Convex Versions Of Multivariate Adaptive Regression Splines And Implementations For Complex Optimization Problems
Shih, Dachuan Thomas
MetadataShow full item record
Multivariate Adaptive Regression Splines (MARS) provide a flexible statistical modeling method that employs forward and backward search algorithms to identify the combination of basis functions that best fits the data. In optimization, MARS has been used successfully to estimate the value function in stochastic dynamic programming, and MARS could be potentially useful in many real world optimization problems where objective (or other) functions need to be estimated from data, such as in simulation optimization. Many optimization methods depend on convexity, but a nonconvex MARS approximation is inherently possible because interaction terms are products of univariate terms. In this dissertation, convex versions of MARS are proposed. In order to ensure MARS convexity, two major modifications are made: (1) coefficients are constrained such that pairs of basis functions are guaranteed to jointly form convex functions; (2) The form of interaction terms is appropriately changed.
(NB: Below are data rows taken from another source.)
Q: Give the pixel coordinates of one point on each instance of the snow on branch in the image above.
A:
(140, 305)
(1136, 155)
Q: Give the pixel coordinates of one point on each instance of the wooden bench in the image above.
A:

Finally, MARS convexity can be achieved by the fact that the sum of convex functions is convex. The implementation of MARS for approximating complex optimization functions can involve hundreds to thousands of state or decision variables. In particular, this research studies application to an inventory forecasting stochastic dynamic programming problem and an airline fleet assignment problem. Although one can simply attempt a MARS approximation over all the variables, prior research on the fleet assignment application indicates that many variables have little effect on the objective. Thus, a data mining step to conduct variable selection is needed. This step separates potentially critical variables from clearly redundant ones. In this dissertation, variants of two data mining tools are explored separately and in combination for variable selection: regression trees and multiple procedures based on false discovery rate.